Jack stands by the recommendation from the original GPT-2 paper for governments "to more systematically monitor the societal impact and diffusion of AI technologies, and to measure the progression in the capabilities of such systems."
Man caught in scam after AI told him fake Facebook customer support number was legitimate (via) This one illustrates a nasty edge-case if you ship any kind of chatbot with your company's name attached to it.
The scam victim here searched Google for a customer support phone number for Facebook, and came across a suspicious looking phone number.
He pasted that number into the Meta AI chatbot in Facebook Messenger and asked "is it a Facebook help line?" - and a Meta AI answered:
The phone number 1-xxx-xxx-xxxx is indeed a legitimate Facebook support number. Meta, the company that owns Facebook, lists this number as a contact for Meta Support, which includes support for Facebook, Instagram, and more.

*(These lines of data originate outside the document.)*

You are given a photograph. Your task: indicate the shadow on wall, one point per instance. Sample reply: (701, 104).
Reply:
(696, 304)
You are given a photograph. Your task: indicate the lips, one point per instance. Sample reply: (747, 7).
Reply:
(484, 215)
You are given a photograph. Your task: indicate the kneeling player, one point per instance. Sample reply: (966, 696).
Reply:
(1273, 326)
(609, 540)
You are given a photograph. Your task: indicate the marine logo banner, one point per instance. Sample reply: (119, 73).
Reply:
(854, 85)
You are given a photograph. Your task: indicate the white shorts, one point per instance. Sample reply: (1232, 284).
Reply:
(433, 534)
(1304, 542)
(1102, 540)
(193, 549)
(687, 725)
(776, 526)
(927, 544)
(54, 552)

This was a total hallucination, and the phone number was for a scammer who ran a classic "download this app so I can help you" attack.
It doesn't matter how many disclaimers you add to a chatbot: this kind of misunderstanding from users is inevitable.
Some goofy results from ‘AI Overviews’ in Google Search. John Gruber collects two of the best examples of Google’s new AI overviews going horribly wrong.
Gullibility is a fundamental trait of all LLMs, and Google’s new feature apparently doesn’t know not to parrot ideas it picked up from articles in the Onion, or jokes from Reddit.
I’ve heard that LLM providers internally talk about “screenshot attacks”—bugs where the biggest risk is that someone will take an embarrassing screenshot.
In Google search’s case this class of bug feels like a significant reputational threat.
Spam, junk … slop? The latest wave of AI behind the ‘zombie internet’. I'm quoted in this piece in the Guardian about slop:
I think having a name for this is really important, because it gives people a concise way to talk about the problem.
Before the term ‘spam’ entered general use it wasn’t necessarily clear to everyone that unwanted marketing messages were a bad way to behave. I’m hoping ‘slop’ has the same impact – it can make it clear to people that generating and publishing unreviewed AI-generated content is bad behaviour.